FARMINGTON — Temperatures outside remained in the single digits Tuesday morning while the warmth of fellowship and hot stews filled the hall at Henderson Memorial Baptist Church.

For the seventh season, the Farmington Warming Center is meeting from 10 a.m. to 2 p.m. on Tuesdays at the church on Academy Street through Feb. 11. After that it will move to St. Joseph’s Parish for Tuesdays from Feb. 18 to March 25.

On Thursdays, the Warming Center is held at the Old South Congregational Church on Main Street until Feb. 27. 

“Many come for the puzzles and cribbage teams,” Anne Storey of Wilton, a Henderson Memorial kitchen volunteer, said. “It’s an outing for the day.”

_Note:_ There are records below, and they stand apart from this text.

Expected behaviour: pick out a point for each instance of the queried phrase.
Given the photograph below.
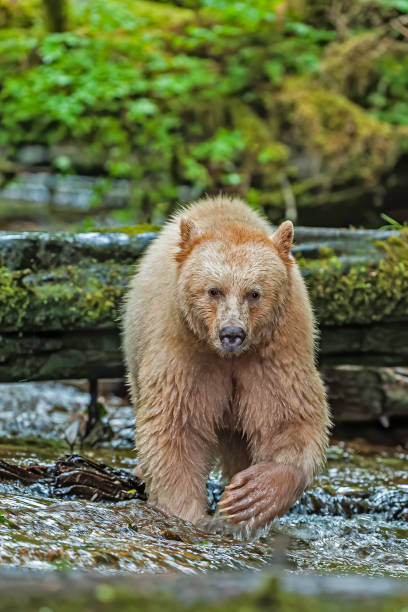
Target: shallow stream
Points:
(354, 518)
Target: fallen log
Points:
(61, 294)
(73, 475)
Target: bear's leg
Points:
(233, 452)
(175, 437)
(287, 444)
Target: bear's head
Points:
(233, 283)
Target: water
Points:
(354, 519)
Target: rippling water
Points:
(353, 519)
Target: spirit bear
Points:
(219, 343)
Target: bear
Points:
(219, 343)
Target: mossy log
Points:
(61, 294)
(212, 592)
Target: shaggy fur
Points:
(262, 407)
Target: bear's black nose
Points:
(231, 337)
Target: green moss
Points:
(107, 596)
(361, 293)
(131, 230)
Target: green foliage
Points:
(199, 96)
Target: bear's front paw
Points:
(263, 491)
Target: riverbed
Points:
(353, 518)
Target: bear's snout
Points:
(232, 336)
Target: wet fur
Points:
(262, 410)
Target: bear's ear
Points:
(188, 236)
(282, 238)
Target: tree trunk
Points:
(61, 296)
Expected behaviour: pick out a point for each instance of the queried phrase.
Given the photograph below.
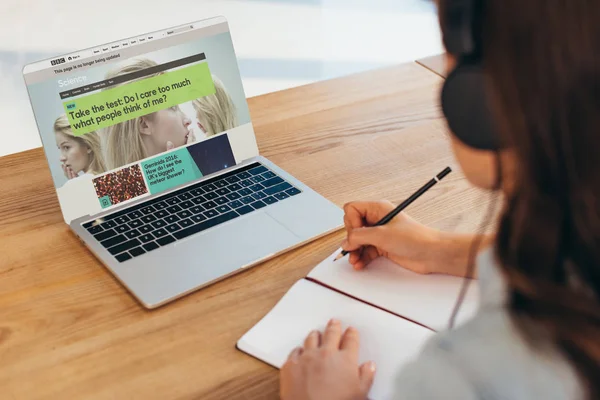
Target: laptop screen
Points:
(140, 116)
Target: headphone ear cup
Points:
(467, 109)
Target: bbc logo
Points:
(58, 61)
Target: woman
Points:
(78, 154)
(537, 333)
(216, 113)
(142, 137)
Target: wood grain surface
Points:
(436, 64)
(69, 330)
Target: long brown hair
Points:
(542, 64)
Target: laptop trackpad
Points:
(207, 256)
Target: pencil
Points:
(406, 203)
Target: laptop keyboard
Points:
(161, 221)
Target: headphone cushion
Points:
(466, 108)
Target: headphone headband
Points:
(464, 99)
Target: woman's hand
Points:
(69, 173)
(327, 368)
(402, 240)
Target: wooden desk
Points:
(69, 330)
(436, 64)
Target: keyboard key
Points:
(146, 228)
(281, 195)
(135, 214)
(234, 196)
(95, 229)
(108, 224)
(247, 200)
(163, 241)
(186, 204)
(198, 200)
(160, 232)
(121, 219)
(113, 241)
(161, 214)
(174, 209)
(146, 238)
(173, 200)
(270, 200)
(136, 223)
(236, 204)
(148, 218)
(259, 195)
(223, 209)
(123, 257)
(161, 205)
(122, 228)
(105, 235)
(209, 204)
(244, 210)
(196, 192)
(258, 204)
(132, 233)
(210, 213)
(172, 228)
(277, 188)
(268, 175)
(258, 170)
(172, 218)
(150, 246)
(293, 191)
(137, 251)
(124, 246)
(222, 200)
(184, 223)
(205, 225)
(148, 210)
(184, 214)
(273, 181)
(159, 224)
(196, 209)
(198, 218)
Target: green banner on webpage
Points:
(122, 103)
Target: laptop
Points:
(155, 162)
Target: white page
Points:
(388, 340)
(426, 299)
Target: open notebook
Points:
(396, 311)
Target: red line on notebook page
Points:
(366, 302)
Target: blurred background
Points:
(280, 44)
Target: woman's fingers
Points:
(332, 334)
(313, 340)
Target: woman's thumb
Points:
(367, 374)
(363, 237)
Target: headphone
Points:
(465, 103)
(463, 98)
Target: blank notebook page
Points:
(388, 340)
(426, 299)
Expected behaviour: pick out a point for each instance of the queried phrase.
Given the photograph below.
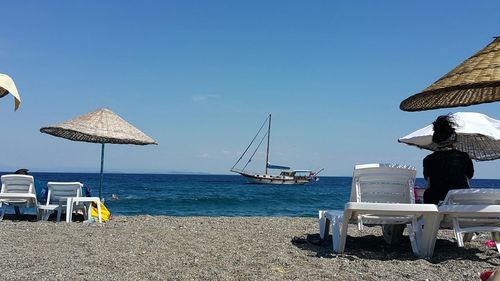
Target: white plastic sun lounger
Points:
(57, 199)
(382, 194)
(421, 230)
(17, 191)
(472, 210)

All the food, which includes soup, bread and dessert, is donated by people throughout Franklin County, Storey said. She organizes the donations.

The donations feed around 35 people for free.

The day starts at 10 a.m. with coffee and muffins, she said. Participants visit, do puzzles or play cribbage. Many come closer to the meal time, she said.

Jo Bizier of Livermore and Becky Jasch of Farmington were making other preparations for the meal.

About 11:45 a.m., participants gather for a story and prayer before the meal. The story is from “His Mysterious Ways” and read by the Rev. Susan Crane, pastor of the church. The stories are not really religious but tell of God’s taking care of us in special ways, she said.

Crane was helping Judy Lagasse of Wilton find a new scarf and hat from among knit items donated by Janet Kennedy of Imelda’s in New Sharon. The items are there to share with Warming Center participants, Crane said.

Meanwhile chili, fish chowder and kale sausage soup simmered on the stove, with Ted Lefebvre of Strong and Wayne Holderried of New Sharon stirring it.

Each time he comes Lefebvre prepares a fish chowder while his wife, Bev, helps with puzzles and volunteers to clean up after the meal.

“The fish chowder has plenty of fish — haddock,” he said.

Last week there were six different soups, he said.

Leftovers were shared with those staying at the Western Maine Homeless Outreach shelter in Farmington, Crane said. Nothing is wasted, she added.